Law lecture explores the nuanced history of tax resistance in America
Though Judge Learned Hand famously asserted that citizens are entitled to minimize their taxes—“there is not even a patriotic duty to increase one’s taxes”—his ruling actually struck down an illegal tax-evasion scheme, reminding us that America’s stance on tax resistance has always been nuanced, varying with who’s protesting and why. This topic and more will be discussed in the upcoming lecture “America’s Love/Hate Relationship with Tax Protests”, presented by Professor Stephanie H. McMahon, Indiana University Maurer School of Law. This event, the 2025 Harold C. Schott Lecture, will be held at 12:15 pm, July 18, 2025, in Room 170 of the College of Law.
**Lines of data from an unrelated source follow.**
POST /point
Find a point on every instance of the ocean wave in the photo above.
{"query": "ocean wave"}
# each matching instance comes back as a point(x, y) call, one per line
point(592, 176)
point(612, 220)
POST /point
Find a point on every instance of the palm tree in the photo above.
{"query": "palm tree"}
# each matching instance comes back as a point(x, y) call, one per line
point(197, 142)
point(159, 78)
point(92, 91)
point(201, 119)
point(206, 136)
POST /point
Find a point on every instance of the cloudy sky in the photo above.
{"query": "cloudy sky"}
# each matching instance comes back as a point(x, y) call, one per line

CLE: 1 hour of CLE has been approved for Ohio and Kentucky.
About the Lecture
Judge Learned Hand once famously declared, “Anyone may so arrange his affairs that his taxes shall be as low as possible; he is not bound to choose that pattern which will best pay the Treasury; there is not even a patriotic duty to increase one’s taxes.” What people often forget is that the statement was made in a judicial opinion in which Judge Hand struck down a taxpayer’s plan that he deemed unlawful tax evasion. The nation’s choice of how to remember Hand’s opinion is indicative of how we choose to see ourselves: We choose to see in our past that the United States condones tax planning, and even unlawful tax evasion, but it is time to reexamine that common belief. At times Americans support tax protest but other times we do not, and at no time can we say there has been a universal feeling one way or the other. Our views of a particular tax protest are wrapped up with what we associate the protest. Therefore, if we like the protesters or the group to which they associated, we support their protest. Today this nuance is often lost with the result that the nation is more accepting of tax cuts and tax protests because arguing against them feels un-American. However, we need to recognize that it is as American to say we want to condemn tax protests as to say we support them.
About the Lecturer
Prof. Stephanie H. McMahon
Professor Stephanie Hunter McMahon has taught courses in tax law and legal history at the University of Cincinnati College of Law since 2008, and while doing so has won two of the law school’s teaching awards, its faculty excellence award, and its award for scholarship. To date, much of her scholarship explores the relationship between taxation and the public’s perception of taxation with respect to families and the application of administrative law to tax.
Her interest in the development of tax policy led her to write Principles of Tax Policy for West’s Concise Hornbook Series. In recent years, she has begun scholarship focusing on the tax treatment of disadvantaged groups, both women seeking abortions in states that do not provide access to care and the discriminatory tax treatment of inmate labor.
Her writings have been published in peer-reviewed journals, The Tax Lawyer (ABA journal), Florida Tax Review, and the Virginia Tax Review, as well as student-reviewed journals, such as Northwestern Law Review, Washington Law Review, and Michigan State Law Review. Professor McMahon received her BA from Oglethorpe University, JD from Harvard Law School, MA from the University of Virginia, and PhD in American history from the University of Virginia. Following law school, she practiced in the New York offices of Cravath, Swaine & Moore and Skadden, Arps, Slate, Meagher & Flom.